作:マメイケダ 出版:あかね書房
地域ごとに特色のある駅弁。
そんな駅弁が、綺麗な景色とともに描かれます。
お魚型の醤油入れの視点で。
あらすじ
お魚型の醤油入れ。
ぼくは知らないうちに駅のホームにいた。
電車に乗ると、窓からはビルがたくさん見える。
東京タワーも見えた。
すると、「ガサゴソ・・・パッチン!」と音がした。
音のする方へ行ってみると・・・。
乗客がチキン弁当を開け、食べるところだった。
電車が走り、海が見えた。
するとまた音がした。
「ガサゴソ・・・パッチン!」
シウマイ弁当だ。
さらに電車は走り、ひときわ大きな山が見えた。
そしてまた音がした。
「ガサゴソ・・・パッカン!」
今度はサンドイッチ。
まだまだ電車は走っていく。
駅弁もまだまだたくさんある。
『えきべんとふうけい』の素敵なところ
- 本物そっくりの美味しそうな駅弁と美しい風景
- 「ガサゴソ・・・パッチン!」という楽しい決まり文句
- 醤油入れの素朴な一言コメント
この絵本の素敵なところはなんと言っても、本物そっくりの駅弁でしょう。
その地域ならではの、特徴的な駅弁が見事に再現されています。
子どもたちも、
「これ食べたい!」
「あ、から揚げ入ってる!」
「私だったら、卵から食べるな」
などなど、すっかりお弁当を食べる気満々でした。
また、綺麗な風景を見ながらお弁当を広げるというのも素敵です。
景色を見ながら「そろそろ、お弁当食べようか」と言われたときの、嬉しさやワクワク感が味わえるのです。
そして、ふたを開けた時の感動。
本当に電車に乗って、駅弁を開けた気分になれるのです。
駅弁を開ける時の「ガサゴソ・・・パッチン!」という決まり文句も素敵です。
風景を見ていた子も、この音で「駅弁を開けるんだ!」という、ワクワク感に変わります。
「どんな駅弁なんだろう」というドキドキ感も。
語感もよく、子どもたちが自然と真似してしまうのも面白いところです。
「ガサゴソ・・・」と言うと、子どもたちが「パッチン!」と合わせたりもしていました。

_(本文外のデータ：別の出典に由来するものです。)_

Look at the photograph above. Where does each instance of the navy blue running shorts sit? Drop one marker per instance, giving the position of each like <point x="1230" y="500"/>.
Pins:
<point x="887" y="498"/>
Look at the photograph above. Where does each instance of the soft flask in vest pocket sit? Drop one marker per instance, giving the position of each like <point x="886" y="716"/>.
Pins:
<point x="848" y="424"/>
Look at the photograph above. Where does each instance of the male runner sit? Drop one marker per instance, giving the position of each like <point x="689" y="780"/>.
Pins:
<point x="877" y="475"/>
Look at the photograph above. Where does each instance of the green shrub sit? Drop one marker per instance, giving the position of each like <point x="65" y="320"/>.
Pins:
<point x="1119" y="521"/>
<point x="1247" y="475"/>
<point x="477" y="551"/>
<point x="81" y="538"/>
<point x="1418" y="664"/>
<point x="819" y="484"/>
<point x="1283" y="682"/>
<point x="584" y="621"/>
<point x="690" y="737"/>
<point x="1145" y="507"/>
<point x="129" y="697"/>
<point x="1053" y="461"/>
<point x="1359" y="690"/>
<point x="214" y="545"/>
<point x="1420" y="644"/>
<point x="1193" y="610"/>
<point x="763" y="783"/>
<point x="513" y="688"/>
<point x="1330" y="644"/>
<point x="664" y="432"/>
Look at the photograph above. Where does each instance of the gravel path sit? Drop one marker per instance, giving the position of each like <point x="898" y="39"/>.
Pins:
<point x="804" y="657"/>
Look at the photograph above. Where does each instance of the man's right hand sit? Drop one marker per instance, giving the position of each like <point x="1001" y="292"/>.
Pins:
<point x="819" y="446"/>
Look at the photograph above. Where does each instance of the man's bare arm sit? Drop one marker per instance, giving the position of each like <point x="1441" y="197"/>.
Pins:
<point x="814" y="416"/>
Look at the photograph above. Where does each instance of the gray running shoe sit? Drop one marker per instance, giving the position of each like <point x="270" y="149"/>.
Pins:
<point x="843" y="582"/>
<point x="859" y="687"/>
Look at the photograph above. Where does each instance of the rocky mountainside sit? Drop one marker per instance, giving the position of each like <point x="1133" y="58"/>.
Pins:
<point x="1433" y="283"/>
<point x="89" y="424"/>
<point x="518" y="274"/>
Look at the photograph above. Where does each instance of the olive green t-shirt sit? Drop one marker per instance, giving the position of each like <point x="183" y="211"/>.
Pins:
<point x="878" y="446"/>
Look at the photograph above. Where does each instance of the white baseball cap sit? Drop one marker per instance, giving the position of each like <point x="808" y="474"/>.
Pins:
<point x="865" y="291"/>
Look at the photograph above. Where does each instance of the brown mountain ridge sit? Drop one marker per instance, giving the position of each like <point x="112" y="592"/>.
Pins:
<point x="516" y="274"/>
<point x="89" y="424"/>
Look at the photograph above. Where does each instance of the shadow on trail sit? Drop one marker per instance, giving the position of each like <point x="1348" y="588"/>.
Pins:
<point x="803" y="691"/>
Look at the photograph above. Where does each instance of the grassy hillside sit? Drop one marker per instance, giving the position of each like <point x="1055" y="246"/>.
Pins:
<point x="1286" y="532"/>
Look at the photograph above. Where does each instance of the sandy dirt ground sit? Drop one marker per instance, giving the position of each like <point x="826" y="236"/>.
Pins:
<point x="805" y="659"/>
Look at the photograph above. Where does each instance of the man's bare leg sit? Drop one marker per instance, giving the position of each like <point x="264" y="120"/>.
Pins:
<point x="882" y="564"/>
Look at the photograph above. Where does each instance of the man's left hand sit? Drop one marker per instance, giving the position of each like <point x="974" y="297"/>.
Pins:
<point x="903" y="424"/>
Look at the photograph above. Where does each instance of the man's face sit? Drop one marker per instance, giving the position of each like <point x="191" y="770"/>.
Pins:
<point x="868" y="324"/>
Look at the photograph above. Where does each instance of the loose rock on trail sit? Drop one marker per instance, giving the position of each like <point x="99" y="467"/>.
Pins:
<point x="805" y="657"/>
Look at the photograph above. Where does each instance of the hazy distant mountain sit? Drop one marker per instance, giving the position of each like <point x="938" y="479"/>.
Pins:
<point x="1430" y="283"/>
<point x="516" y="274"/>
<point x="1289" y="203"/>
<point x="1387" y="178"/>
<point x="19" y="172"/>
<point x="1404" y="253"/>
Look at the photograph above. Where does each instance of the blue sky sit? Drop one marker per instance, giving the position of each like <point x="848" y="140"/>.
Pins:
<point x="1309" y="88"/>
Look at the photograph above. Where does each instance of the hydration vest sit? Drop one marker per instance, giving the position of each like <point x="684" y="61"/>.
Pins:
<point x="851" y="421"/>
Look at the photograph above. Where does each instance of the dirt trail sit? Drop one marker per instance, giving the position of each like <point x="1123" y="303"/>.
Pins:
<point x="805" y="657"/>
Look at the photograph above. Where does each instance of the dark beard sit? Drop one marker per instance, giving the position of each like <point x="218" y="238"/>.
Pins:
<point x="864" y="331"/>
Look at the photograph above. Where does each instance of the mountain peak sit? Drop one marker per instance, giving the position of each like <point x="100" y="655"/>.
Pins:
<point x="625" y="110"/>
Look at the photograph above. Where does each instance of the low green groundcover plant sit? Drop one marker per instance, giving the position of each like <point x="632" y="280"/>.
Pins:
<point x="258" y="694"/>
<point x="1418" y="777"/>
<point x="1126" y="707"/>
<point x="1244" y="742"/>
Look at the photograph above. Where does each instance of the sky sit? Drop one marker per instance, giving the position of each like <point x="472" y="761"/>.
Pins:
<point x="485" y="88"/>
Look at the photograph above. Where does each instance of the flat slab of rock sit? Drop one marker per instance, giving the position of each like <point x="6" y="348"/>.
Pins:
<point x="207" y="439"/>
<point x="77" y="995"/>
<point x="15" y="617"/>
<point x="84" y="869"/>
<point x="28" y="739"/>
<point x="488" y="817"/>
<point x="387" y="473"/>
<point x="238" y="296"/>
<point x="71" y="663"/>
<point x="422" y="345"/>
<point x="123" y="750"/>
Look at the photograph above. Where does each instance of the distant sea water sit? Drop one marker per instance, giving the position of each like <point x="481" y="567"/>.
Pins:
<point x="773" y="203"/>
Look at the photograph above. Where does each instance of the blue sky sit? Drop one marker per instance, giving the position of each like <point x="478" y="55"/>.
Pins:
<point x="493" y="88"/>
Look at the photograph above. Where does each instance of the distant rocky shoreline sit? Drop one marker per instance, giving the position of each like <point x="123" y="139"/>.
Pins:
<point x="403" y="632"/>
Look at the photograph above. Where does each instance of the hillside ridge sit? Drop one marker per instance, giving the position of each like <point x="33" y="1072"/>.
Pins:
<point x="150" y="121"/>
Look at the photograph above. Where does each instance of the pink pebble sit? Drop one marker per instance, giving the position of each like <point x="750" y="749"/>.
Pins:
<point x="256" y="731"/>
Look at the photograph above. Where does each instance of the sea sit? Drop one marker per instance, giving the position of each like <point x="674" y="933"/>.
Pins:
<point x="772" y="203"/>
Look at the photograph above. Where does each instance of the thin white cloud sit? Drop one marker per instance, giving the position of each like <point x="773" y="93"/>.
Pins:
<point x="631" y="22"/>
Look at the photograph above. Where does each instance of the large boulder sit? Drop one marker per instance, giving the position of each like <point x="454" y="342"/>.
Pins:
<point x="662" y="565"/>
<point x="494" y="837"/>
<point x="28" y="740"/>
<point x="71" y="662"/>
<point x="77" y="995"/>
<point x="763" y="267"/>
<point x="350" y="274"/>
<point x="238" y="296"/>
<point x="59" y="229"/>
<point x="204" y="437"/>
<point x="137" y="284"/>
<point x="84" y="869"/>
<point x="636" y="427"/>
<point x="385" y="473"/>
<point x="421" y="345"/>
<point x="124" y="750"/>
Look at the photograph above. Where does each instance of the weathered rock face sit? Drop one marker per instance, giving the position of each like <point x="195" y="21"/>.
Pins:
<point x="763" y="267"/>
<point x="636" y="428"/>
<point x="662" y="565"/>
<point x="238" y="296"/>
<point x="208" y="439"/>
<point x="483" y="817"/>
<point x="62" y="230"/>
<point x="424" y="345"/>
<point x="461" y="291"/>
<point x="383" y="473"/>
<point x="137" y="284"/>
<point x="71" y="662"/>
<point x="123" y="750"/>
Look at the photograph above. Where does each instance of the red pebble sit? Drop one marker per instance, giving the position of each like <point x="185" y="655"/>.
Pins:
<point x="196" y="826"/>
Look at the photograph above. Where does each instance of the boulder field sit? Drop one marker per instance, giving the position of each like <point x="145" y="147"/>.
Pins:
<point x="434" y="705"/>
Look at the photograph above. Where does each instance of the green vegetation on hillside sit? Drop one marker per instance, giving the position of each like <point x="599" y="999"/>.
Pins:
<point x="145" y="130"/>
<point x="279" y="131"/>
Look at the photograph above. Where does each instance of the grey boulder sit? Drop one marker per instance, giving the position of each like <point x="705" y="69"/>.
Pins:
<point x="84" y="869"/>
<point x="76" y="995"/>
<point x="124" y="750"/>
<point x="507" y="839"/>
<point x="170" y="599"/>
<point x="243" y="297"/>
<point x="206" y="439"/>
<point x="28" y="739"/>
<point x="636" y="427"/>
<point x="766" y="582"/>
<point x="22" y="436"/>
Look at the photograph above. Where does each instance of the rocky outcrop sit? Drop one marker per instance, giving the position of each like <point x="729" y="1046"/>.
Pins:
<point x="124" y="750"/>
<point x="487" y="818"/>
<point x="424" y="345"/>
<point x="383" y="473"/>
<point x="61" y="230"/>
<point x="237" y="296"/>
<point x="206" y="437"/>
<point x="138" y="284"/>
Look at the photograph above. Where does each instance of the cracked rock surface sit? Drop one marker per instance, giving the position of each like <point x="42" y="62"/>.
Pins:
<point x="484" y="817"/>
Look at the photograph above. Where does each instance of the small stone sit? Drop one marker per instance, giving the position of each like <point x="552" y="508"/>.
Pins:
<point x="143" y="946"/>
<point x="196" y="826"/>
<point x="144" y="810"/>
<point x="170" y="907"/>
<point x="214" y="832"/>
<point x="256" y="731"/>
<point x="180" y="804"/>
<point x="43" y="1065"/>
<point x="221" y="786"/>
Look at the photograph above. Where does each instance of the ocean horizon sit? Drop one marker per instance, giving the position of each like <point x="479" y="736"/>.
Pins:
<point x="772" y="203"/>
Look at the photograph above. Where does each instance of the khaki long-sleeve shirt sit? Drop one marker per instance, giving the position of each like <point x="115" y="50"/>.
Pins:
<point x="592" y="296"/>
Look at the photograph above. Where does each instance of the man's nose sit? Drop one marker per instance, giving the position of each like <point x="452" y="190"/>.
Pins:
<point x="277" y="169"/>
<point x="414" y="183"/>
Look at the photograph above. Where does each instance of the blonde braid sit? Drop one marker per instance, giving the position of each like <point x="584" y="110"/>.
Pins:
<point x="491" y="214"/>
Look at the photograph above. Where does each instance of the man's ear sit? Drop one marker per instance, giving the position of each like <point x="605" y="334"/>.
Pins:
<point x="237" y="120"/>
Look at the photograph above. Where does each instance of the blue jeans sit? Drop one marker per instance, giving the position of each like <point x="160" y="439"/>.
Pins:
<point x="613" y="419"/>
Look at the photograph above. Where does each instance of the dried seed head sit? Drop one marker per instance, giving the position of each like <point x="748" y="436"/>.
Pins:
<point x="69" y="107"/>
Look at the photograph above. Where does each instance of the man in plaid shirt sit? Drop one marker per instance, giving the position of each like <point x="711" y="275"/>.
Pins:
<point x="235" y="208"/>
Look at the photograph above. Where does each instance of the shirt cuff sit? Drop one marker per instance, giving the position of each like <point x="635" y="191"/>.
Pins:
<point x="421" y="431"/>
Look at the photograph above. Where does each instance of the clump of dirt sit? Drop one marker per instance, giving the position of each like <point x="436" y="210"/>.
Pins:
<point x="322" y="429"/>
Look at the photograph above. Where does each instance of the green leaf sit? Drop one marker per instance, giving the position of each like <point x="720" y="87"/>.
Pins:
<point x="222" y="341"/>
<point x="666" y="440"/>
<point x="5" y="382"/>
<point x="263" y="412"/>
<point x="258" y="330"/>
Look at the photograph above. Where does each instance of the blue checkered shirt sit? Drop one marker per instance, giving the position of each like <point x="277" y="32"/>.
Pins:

ですが、個人的に一番素敵だなと思ったのは、醤油入れの素朴な一言コメントでした。
この絵本は醤油入れが、色んな駅弁を見るという形式で描かれています。
この醤油入れが、駅弁を広げた時に思ったことを言うのです。
これが妙に共感できるものばかり。
シウマイ弁当では「シウマイを一つ食べるたび、俵おむすびを一つ食べるんだ」
サンドイッチでは「箱にぴったし入ってて、いいな」
八角弁当は「煮物から食べたいな」
など、もの凄く素朴な感想を述べるのです。
でも、なんだか「わかる!」と思ってしまう。
さらに違う考え方の子も、醤油入れのコメントを聞いて「私は・・・」「ぼくは・・・」と自分の考えを教えてくれます。
コメントがあることで、駅弁を食べる時のイメージがより広がっているのです。
綺麗な景色を見ながら、個性豊かな駅弁を食べた気分になれる。
読むと駅弁巡りの旅がしたくなる絵本です。